At the end of 2009, I started having stomach problems. For a while I chose to ignore them. The concern that something was majorly wrong kept creeping into my mind though. I can vividly remember sitting on my bed on Christmas morning sobbing because I was scared of what might be wrong. I prayed that it would stop – that my symptoms would go away. They didn’t. By the beginning of January, I started noticing that I was bleeding. I still didn’t tell anyone what was going on but I was getting weaker and weaker and passing more and more blood. After passing out at work, I finally broke down and went to my doctor. He did bloodwork and, after reviewing the results, told me to get to the hospital immediately so they could figure out what was wrong.
I had never been in the hospital before so the fear was intense. I clung to the hope that the doctors could help me. Eventually, I was diagnosed with ulcerative colitis, an autoimmune disorder of the large intestine in which severe inflammation causes the colon to form ulcers and bleed. I had never heard of this condition before but it was a relief to have a name for what I was experiencing. My doctor assured me that it was completely treatable and that I would be able to live a normal, productive life.
These promises did not play out in my practical experience. As I was being weaned off certain medications, the symptoms came back again. Eating became challenging once more. I was in excruciating pain and I wanted something to stop it. We tried every standard course of treatment but nothing worked. After my third hospitalization and blood transfusion in the course of a year, I was devastated to find out my doctors could do nothing to alleviate my condition. My only option was surgery to remove my colon. I had my surgery in the summer of 2011 and, although the healing process was difficult, I feel so grateful for the healing that I’ve experienced since then.
Throughout it all, God has just impressed me with just how profound his grace, mercy, and faithfulness are. He sustained me every step of the way even though I may not have seen it at the time. For example, a mere two weeks before my first hospitalization, I received health benefits from my job. Had I been without insurance, I would most likely be financially ruined right now. He also provided disability coverage when I was unable to work.
The Lord also showed his faithfulness during my moments of pain. There were times when I faced what seemed like insurmountable challenges with even simple tasks like eating and walking. The Lord was so gracious to me in giving me a wonderful set of parents who were willing to take care of me during it all and, on top of that, he always provided some sort of relief for my pain – although it sometimes wasn’t as quick as I wanted it to be. It amazes me now that I can go about my day without any real pain when before my surgery I was in so much pain throughout my day.
But most of all the Lord showed me his faithfulness and grace in what he did for me spiritually during my illness. Because there is no cure for ulcerative colitis, I was forced to go beyond myself for strength to face the situation. I was brought to the end of myself and had nothing left to rely on but the Lord. I kept coming back to Proverbs 21:31: “The horse is made ready for the day of battle, but the victory belongs to the Lord.” I could try anything and everything to cure myself but ultimate success and healing comes from the Lord. Some of my most precious times with him were the times when I was so unsure of what was happening to me and I just ran to him in prayer. I poured out my soul to him in those moments and he was faithful to listen to even my darkest thoughts and then remind me of his love and care through his word. I began to see that God was sovereign over everything that was happening to me. I remember coming to the conclusion at one point that, if suffering is the sign of God’s work in my life and God only refines those he loves, he must REALLY love me.

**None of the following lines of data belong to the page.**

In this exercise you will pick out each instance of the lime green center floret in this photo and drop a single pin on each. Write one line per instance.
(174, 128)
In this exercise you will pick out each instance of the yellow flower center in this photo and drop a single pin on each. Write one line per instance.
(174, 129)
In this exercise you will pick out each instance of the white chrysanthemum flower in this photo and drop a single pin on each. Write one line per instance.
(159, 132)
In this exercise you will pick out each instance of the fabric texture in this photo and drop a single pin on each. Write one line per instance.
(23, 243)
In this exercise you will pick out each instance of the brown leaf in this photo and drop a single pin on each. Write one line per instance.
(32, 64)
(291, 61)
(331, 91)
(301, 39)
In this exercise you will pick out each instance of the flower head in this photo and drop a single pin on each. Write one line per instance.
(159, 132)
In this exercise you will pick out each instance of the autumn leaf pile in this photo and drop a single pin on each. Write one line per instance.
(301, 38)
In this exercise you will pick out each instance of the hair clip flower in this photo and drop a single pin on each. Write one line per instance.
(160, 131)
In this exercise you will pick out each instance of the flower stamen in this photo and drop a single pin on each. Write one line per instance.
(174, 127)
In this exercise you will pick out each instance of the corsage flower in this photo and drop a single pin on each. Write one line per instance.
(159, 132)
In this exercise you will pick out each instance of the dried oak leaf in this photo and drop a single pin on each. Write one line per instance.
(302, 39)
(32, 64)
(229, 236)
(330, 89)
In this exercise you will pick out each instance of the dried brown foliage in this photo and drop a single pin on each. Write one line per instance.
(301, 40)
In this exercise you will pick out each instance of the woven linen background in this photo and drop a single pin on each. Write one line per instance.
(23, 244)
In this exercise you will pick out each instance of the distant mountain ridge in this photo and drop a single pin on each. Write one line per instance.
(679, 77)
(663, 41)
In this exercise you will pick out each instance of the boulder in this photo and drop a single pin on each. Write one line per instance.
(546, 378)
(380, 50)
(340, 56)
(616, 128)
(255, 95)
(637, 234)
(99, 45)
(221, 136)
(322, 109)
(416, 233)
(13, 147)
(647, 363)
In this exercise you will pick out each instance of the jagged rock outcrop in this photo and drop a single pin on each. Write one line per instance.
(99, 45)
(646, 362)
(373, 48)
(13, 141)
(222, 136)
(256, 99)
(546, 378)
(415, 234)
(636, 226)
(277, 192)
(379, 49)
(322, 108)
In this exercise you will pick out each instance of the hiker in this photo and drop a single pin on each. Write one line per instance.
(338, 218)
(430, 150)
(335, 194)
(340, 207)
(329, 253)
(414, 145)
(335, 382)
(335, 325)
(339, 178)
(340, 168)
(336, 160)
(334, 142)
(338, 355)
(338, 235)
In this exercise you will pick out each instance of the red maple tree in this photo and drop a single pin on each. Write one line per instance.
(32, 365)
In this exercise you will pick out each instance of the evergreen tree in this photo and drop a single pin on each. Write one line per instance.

I still don’t quite understand his full purpose in having me undergo such suffering and I’m not sure that I will on this side of heaven. I am confident though that God will use it for his glory and am excited to see what he has in store for me! I am looking forward to the future and am determined to use the time he has given me to work for his glory. With such a good, kind God ruling over my life, I know that my future is in good hands.